After it was revealed that the National Security Administration was collecting phone records of every single U.S. call on the Verizon network, even President Obama’s most ardent supporters are losing faith that he would usher in a more transparent government. Loyal Democrat, former Vice President and Internet inventor, Al Gore called the NSA’s massive spying program “obscenely outrageous”.

Americans have always accepted the necessary evil of secrecy to protect citizens, but a disturbing trend in politically motivated security scandals has eroded the trust that justifies secrecy in the democracy. As a result, there hasn’t been enough public support for Congress to update our badly antiquated cybersecurity laws.

Secrecy is not an unlimited free pass for wanton privacy invasion: the government has to prove, at least somewhat regularly, that the good outweighs the bad. Unfortunately, we have been presented with little evidence that massive spying operations are producing the intended effects.

Last year, in a rare freak-everyone-out Wall Street Journal OpEd in support of improved cybersecurity legislation, President Obama resorted to an imaginary example to prove his point.

“Last month I convened an emergency meeting of my cabinet and top homeland security, intelligence and defense officials…Unknown hackers, perhaps a world away, had inserted malicious software into the computer networks of private-sector companies that operate most of our transportation, water and other critical infrastructure systems. Fortunately, last month’s scenario was just a simulation,” he wrote.

Yet, there appears to be more evidence that the harm to a free media has been greater than the alleged benefits of intrusion. There has been a baffling level of secrecy around the trail of Wikileaks source, Bradley Manning‘s trial: most journalists have been denied access to the proceedings, there’s no transcript, and even the judge’s name was redacted in one government report.

“I can’t think of a reason for it,” says Eugene Fidell, an expert in military legal history at Yale Law School.

Fidell tells me he doesn’t suspect malicious intent, but does think the military brass involved don’t understand the value of public opinion or the need for reporters to do their job. “It is utterly inimical to daily journalism.”

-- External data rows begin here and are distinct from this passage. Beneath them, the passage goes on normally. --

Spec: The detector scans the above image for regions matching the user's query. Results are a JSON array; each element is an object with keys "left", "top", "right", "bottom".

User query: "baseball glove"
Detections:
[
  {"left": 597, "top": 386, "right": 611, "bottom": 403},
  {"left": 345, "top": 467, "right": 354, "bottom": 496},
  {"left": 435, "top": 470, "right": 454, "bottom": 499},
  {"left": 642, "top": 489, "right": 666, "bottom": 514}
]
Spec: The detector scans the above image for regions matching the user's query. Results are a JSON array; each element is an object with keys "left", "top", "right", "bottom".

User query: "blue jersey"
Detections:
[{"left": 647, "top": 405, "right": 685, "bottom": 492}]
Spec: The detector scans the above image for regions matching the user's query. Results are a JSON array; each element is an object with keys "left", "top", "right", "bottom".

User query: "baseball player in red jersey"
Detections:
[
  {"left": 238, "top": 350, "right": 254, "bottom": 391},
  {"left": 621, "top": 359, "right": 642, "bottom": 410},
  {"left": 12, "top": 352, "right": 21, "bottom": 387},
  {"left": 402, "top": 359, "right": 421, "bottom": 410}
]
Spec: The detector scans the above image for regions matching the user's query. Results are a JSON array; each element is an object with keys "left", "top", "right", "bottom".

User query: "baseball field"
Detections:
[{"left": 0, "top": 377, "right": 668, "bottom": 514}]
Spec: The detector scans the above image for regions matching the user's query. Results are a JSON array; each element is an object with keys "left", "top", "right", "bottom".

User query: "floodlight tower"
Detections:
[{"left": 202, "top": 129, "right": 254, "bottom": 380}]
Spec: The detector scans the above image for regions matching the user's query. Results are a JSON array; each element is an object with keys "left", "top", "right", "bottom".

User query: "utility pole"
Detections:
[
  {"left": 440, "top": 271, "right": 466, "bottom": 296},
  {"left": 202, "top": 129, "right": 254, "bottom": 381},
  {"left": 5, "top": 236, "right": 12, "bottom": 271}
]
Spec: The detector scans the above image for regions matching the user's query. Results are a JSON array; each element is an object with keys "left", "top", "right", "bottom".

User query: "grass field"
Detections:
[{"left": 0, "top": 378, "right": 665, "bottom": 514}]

Nor is that the only case: after it was revealed the AP had been wiretapped for weeks to uncover who had leaked information about a foiled Al-Qaeda bomb plot, President Obama issued new orders to protect journalists, saying he was “troubled by the possibility that leak investigations may chill the investigative journalism that holds government accountable.”

While we may not know the intent or the full scope of these scandals, it is clear that there’s a culture within the security apparatus that doesn’t respect journalistic or independent oversight.

And, the lack of trust is getting in the way of badly needed cybersecurity reform. The national still doesn’t have an up-to-date, comprehensive plan to protect critical infrastructure (water plants, electrical systems, and nuclear facilities, etc). One audit discovered porn-watching employees unintentionally downloading malicious software onto vulnerable missile sites.

Like this year’s failed Cyber Intelligence Sharing and Protection Act (CISPA), each time Congress attempts to pass security reform, it gets muddled in a privacy-versus-safety debate and we go another year without important protections.

The Senate’s resident tech wonk, Ron Wyden (CrunchGov Grade: A), has called for increased transparency and oversight into the nation’s spying programs, but the NSA has apparently denied his request to even estimate how many innocent Americans are being targeted.

National security is important, but not infallible. If there is no evidence that intrusive spying is necessary, than its constitutionality will be as imaginary as the examples used to justify it.